For Dijkstra’s shortest path algorithm:
a. Give the Big-O time for Dijkstra’s shortest path algorithm and explain your answer.
b. Does the answer to (a) depend on whether we use an adjacency matrix or list? Explain your answer.

Answer 1

a.

The Big-O time of Dijkstra's algorithm depends upon the data structure used in algorithm.

Mostly and mainly MinHeap(Priority Queue) is used.

//Pseudocode of Dijkstra's algorithm

Using MinHeap and Adjacency list representation of graph, Time complextity of Dijkstra's algorithm = O(n) + O(n) + O(n logn) + O(e) + O(e logn) = O( n + e logn )

For sparse matrix, e = O(n)

For dense matrix, e = O(n²)

So we can say, in best case O( n logn ) is time complexity.

In worst case O( n² logn ) is time complexity.

b.

Yes the Time complextity of Dijkstra's algorithm depends upon whether Adjacency list or Adjacency matrix is used for representation of graph.

If adjacency list is used then, complextity of Dijkstra's algorithm:

= O(n) + O(n) + O(n logn) + O(e) + O(e logn) = O( n + e logn )

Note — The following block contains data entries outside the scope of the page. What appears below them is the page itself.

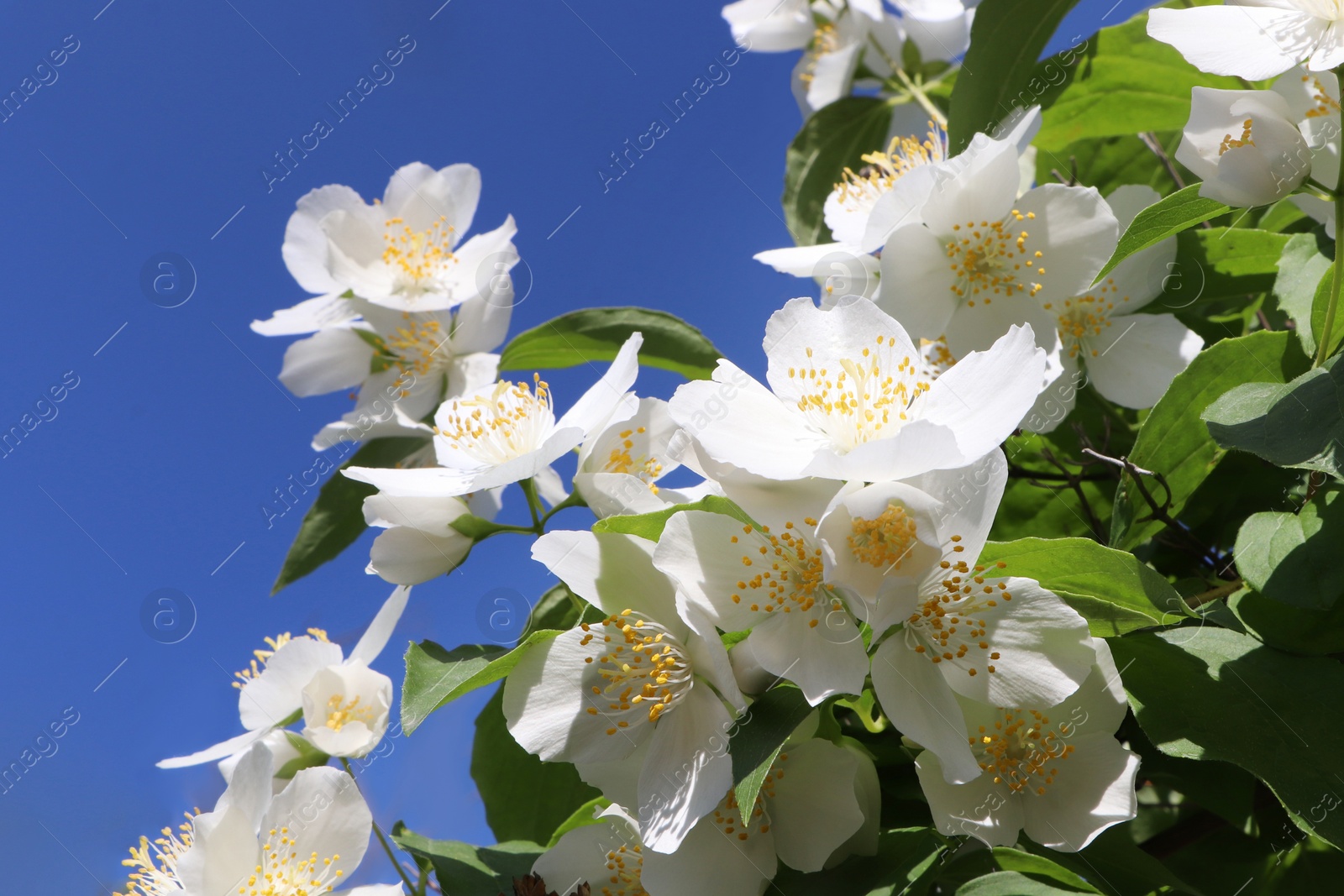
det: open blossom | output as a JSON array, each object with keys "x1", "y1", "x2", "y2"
[
  {"x1": 916, "y1": 638, "x2": 1138, "y2": 851},
  {"x1": 344, "y1": 333, "x2": 643, "y2": 497},
  {"x1": 1176, "y1": 87, "x2": 1312, "y2": 207},
  {"x1": 504, "y1": 532, "x2": 744, "y2": 851},
  {"x1": 251, "y1": 296, "x2": 512, "y2": 450},
  {"x1": 574, "y1": 398, "x2": 714, "y2": 518},
  {"x1": 654, "y1": 479, "x2": 869, "y2": 705},
  {"x1": 1147, "y1": 0, "x2": 1344, "y2": 81},
  {"x1": 860, "y1": 451, "x2": 1095, "y2": 783},
  {"x1": 284, "y1": 163, "x2": 517, "y2": 312},
  {"x1": 551, "y1": 731, "x2": 882, "y2": 896},
  {"x1": 123, "y1": 744, "x2": 405, "y2": 896},
  {"x1": 159, "y1": 587, "x2": 410, "y2": 768},
  {"x1": 879, "y1": 134, "x2": 1118, "y2": 359},
  {"x1": 669, "y1": 298, "x2": 1046, "y2": 482},
  {"x1": 1026, "y1": 184, "x2": 1205, "y2": 419}
]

If adjacency matrix is used then, complextity of Dijkstra's algorithm:

= O(n) + O(n) + O(n logn) + O(n²) + O(e logn) = O( n² + e logn )

REASON:

//See a, b, c, c1, c2, c3 and c4 steps and their complexity in pseudocode above.

(a) Initializing dist and prev vectors with infinity and -1 respectively takes O(n) time.

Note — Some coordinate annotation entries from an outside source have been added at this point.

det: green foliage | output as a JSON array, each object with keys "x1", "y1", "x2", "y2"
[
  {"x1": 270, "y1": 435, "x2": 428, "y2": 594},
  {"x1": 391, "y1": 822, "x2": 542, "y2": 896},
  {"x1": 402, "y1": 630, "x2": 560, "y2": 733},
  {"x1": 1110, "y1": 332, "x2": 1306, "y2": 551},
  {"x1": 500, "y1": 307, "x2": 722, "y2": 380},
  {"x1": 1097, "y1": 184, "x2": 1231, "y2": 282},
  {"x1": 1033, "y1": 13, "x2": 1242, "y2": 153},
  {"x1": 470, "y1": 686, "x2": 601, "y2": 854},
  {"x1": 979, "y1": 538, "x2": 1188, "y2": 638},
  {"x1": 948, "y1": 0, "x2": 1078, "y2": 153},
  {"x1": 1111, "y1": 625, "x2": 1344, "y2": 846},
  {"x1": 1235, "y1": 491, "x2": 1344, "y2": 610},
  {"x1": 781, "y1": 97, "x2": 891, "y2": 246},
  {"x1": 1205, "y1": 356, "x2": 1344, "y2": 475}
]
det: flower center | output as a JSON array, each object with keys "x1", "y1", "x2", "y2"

(b) Building minHeap (say Q) takes O(n) time

(c) while loop runs for n iterations means O(n) time.

    (c1) Inside while a vertex (say u) is deleted which takes O(log n) time, then for n iterations of while    loop total complexity is O(n) * O(log n) = O(n log n)

    (c2) Inside while, finding adjacent of deleted vertex u, taked O(deg(u)) in adjacency list but it takes O(n) in adjacency matrix. Here is the difference in their complexity.

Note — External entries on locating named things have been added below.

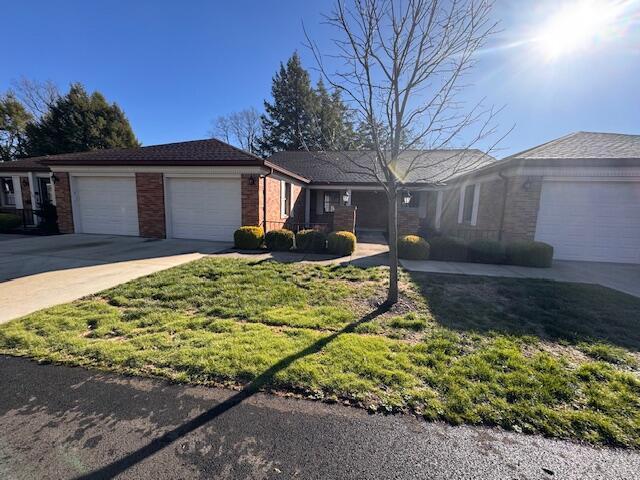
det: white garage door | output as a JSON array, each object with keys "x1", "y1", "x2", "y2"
[
  {"x1": 536, "y1": 181, "x2": 640, "y2": 263},
  {"x1": 73, "y1": 177, "x2": 139, "y2": 235},
  {"x1": 166, "y1": 178, "x2": 242, "y2": 241}
]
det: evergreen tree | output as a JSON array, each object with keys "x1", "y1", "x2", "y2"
[
  {"x1": 26, "y1": 83, "x2": 140, "y2": 156},
  {"x1": 314, "y1": 79, "x2": 356, "y2": 150},
  {"x1": 260, "y1": 52, "x2": 316, "y2": 155},
  {"x1": 259, "y1": 53, "x2": 356, "y2": 155},
  {"x1": 0, "y1": 92, "x2": 32, "y2": 162}
]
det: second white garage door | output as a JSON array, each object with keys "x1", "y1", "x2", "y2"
[
  {"x1": 166, "y1": 177, "x2": 242, "y2": 242},
  {"x1": 536, "y1": 181, "x2": 640, "y2": 263},
  {"x1": 73, "y1": 177, "x2": 139, "y2": 235}
]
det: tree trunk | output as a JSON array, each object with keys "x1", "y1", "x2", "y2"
[{"x1": 386, "y1": 189, "x2": 398, "y2": 305}]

• For n iterations of while loop, adj list takes n * Deg(u) = 2*e ,which is equivalent to order of e (asymptotically). It means O(e) in this step.
• For n iterations of while loop, adj matrix takes n * n = n² ,which is equivalent O(n2) (asymptotically). It means O(n²) in this step.

(c3) For loop runs for deg(u) iterations and it contains key decrement function (c4 step) which requires O(log n). So in total keyDecrement in for loop which is inside while loop, total becomes = log n * deg (u) * n = O(e * log n)

In this way, adj list takes O(n) + O(n) + O(n logn) + O(e) + O(e logn) = O( n + e logn ) in total.

Whereas adj list takes O(n) + O(n) + O(n logn) + O(n²) + O(e logn) = O( n² + e logn ) in total.

Best case is sparse (e = n) and worst is dense (e = n²).

Adj list, best case = O(n logn), worst case = O(n² logn)

Adj matrix, best case = O(n²), worst case = O(n² logn)